Супружеская пара выполнила ряд поручений Ахмета, после чего он сам пал жертвой своих соперников. Но Садековы не остались брошенными на произвол судьбы, их заботливо подобрали казанские из Москвы, представлявшие собой некий симбиоз выходцев из Казани и местных бандитов. Наиболее известным в этой группировке был вор в законе Линар. Понимая, что долго с помощью традиционного рэкета и выбивания долгов не протянешь, Линар отдавал предпочтение легальному бизнесу, основным направлением которого была торговля нефтью и нефтепродуктами и операции с недвижимостью.
Супруги же Садековы были нужны ему для выполнения заказов, поступавших от бизнесменов нового поколения, считавших устранение конкурента наиболее удобным и быстрым способом решения многих финансовых проблем. А чтобы исполнители не сорвались с крючка, а заодно и не растеряли профессионализма, казанский авторитет отправил их под крыло Серафима, давнего своего кореша, успевшего побродить по белу свету и осесть, наконец, в рязанско-касимовских краях. Серафим как был, так и остался мужиком суровым: ему что свой, что чужой – без разницы. Он не был кровожадным, просто он ни с кем не считался и ни кого не считал за людей. И даже тех, кто прошел с ним огни и воды, что называется, при малейшем сомнении убирал без всякой жалости.
Так, собственно, и случилось во время последнего дела в Петербурге. От питерских казанцев он получил весточку, что двое его бывших подельников, похоже, скурвились и завязывают. Перед отъездом Садеков получил строжайший наказ: использовать в деле обоих, а затем убрать. Неисполнение? Такого просто и быть не могло.
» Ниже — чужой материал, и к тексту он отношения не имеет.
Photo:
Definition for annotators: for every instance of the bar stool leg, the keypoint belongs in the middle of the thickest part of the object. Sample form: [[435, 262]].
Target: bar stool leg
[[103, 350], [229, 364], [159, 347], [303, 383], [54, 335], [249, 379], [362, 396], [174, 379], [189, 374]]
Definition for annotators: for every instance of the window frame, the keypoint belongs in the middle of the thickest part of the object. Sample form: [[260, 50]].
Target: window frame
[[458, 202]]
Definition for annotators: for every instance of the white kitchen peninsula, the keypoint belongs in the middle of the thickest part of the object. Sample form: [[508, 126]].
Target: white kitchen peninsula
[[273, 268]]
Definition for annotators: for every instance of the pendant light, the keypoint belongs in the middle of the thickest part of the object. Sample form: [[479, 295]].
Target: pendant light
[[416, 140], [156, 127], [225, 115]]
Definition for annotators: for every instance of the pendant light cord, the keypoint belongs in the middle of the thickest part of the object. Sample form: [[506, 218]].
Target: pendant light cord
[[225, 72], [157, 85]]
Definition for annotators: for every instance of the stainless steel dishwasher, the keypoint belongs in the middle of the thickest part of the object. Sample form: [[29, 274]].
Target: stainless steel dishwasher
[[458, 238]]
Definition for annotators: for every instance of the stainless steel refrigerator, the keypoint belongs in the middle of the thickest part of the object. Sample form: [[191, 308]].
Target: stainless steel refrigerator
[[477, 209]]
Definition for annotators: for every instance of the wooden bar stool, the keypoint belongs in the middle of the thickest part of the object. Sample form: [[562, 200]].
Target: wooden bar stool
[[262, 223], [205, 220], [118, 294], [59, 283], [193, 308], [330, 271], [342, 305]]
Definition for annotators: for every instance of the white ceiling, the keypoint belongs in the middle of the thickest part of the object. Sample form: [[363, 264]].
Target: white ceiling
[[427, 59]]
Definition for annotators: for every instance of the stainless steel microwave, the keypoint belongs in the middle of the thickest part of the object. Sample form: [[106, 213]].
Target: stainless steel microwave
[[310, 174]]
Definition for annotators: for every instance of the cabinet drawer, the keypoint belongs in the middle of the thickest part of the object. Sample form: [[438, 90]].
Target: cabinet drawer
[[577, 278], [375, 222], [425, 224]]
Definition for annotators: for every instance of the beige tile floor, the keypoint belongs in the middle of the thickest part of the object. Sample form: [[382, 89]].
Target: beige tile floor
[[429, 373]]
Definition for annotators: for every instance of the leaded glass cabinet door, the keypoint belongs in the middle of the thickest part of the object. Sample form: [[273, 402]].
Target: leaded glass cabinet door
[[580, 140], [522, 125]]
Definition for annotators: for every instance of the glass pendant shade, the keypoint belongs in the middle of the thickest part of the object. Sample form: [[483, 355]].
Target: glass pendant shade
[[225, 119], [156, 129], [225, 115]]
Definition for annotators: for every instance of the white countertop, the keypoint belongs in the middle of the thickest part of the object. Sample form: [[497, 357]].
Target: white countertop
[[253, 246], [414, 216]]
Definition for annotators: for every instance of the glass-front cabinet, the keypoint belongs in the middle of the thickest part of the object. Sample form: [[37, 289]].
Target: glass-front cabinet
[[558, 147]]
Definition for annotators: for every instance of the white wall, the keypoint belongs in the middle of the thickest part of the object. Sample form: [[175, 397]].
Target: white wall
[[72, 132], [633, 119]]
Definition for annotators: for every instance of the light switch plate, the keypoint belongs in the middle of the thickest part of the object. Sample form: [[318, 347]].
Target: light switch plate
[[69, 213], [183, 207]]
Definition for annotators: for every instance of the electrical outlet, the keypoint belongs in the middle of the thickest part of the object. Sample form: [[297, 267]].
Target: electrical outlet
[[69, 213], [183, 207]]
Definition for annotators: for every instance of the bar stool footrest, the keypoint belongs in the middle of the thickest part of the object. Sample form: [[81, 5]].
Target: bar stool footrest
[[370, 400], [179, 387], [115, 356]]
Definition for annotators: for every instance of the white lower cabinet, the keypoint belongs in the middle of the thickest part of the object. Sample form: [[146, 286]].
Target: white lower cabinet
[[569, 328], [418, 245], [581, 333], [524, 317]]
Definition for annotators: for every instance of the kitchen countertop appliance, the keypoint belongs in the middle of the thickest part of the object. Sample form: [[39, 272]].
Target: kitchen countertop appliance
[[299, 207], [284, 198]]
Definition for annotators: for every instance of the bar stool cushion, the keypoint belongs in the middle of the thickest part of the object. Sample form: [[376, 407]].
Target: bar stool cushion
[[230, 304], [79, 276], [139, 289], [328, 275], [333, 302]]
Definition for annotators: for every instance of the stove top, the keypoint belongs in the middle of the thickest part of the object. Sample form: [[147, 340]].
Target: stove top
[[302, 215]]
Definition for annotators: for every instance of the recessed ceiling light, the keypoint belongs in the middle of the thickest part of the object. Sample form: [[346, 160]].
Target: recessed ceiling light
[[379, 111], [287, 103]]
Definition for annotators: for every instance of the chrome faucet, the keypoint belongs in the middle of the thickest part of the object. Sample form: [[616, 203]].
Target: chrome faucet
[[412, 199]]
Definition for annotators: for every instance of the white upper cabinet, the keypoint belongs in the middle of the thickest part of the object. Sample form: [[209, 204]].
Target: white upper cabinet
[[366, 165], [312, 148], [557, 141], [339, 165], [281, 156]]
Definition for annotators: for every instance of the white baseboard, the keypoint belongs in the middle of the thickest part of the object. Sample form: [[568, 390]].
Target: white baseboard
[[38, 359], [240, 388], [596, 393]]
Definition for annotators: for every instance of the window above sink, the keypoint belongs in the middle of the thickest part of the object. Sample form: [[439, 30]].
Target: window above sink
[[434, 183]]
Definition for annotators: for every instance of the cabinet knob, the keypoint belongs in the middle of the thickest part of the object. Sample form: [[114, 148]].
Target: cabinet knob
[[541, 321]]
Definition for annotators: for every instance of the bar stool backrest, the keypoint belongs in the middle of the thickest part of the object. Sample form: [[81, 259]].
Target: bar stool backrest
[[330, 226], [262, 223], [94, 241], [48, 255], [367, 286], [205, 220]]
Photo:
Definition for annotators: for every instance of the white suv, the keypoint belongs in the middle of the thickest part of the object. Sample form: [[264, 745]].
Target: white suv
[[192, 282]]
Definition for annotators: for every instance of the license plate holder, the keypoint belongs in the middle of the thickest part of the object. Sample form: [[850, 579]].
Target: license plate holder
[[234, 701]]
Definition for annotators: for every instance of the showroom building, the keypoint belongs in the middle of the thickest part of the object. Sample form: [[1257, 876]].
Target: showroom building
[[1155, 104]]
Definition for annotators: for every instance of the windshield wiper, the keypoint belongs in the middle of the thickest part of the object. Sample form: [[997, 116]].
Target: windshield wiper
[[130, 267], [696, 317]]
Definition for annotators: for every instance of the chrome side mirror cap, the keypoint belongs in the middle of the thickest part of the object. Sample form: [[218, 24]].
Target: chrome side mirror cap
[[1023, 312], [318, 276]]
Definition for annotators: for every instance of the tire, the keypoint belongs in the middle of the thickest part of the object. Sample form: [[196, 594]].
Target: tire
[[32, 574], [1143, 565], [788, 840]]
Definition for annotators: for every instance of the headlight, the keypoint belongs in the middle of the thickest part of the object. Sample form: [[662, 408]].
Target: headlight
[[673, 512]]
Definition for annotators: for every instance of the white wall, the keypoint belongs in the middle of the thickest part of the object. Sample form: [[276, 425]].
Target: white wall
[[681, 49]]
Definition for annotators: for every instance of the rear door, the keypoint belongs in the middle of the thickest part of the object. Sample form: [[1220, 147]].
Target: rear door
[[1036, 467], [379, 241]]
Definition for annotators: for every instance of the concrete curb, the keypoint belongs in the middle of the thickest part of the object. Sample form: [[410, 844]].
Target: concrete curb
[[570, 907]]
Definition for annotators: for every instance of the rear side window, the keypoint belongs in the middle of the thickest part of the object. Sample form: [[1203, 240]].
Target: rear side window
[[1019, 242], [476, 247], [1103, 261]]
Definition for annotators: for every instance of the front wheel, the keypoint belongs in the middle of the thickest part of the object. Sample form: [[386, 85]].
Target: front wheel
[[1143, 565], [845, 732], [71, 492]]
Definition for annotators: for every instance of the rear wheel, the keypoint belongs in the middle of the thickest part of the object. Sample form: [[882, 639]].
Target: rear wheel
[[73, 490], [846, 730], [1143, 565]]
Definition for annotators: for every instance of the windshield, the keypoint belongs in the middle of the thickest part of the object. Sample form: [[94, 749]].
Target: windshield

Мариам давно уже словно окаменела душой, но работала профессионально. Гариф разрабатывал операцию и заметал следы. Не успели прийти в себя после Питера – новый заказ, похлеще предыдущего. И тогда Мариам поклялась: это – последний. После чего Гариф стал настойчиво искать пути, чтобы вырваться из этой паутины. Денег теперь было достаточно, виз в ближайшее зарубежье не требовалось, а там можно было бы пересидеть какое-то время и подготовить уход подальше. Но… Случился прокол. В связи с арестом Серафимовых охранников в Москве в отряде поднялась легкая паника. Если отберут у «Евпатия» лицензию, чем тогда заниматься, опять в рэкет, что ли? А в других охранных предприятиях и своего народу хватает, лишние ни к чему. Серафим заподозрил Гарика.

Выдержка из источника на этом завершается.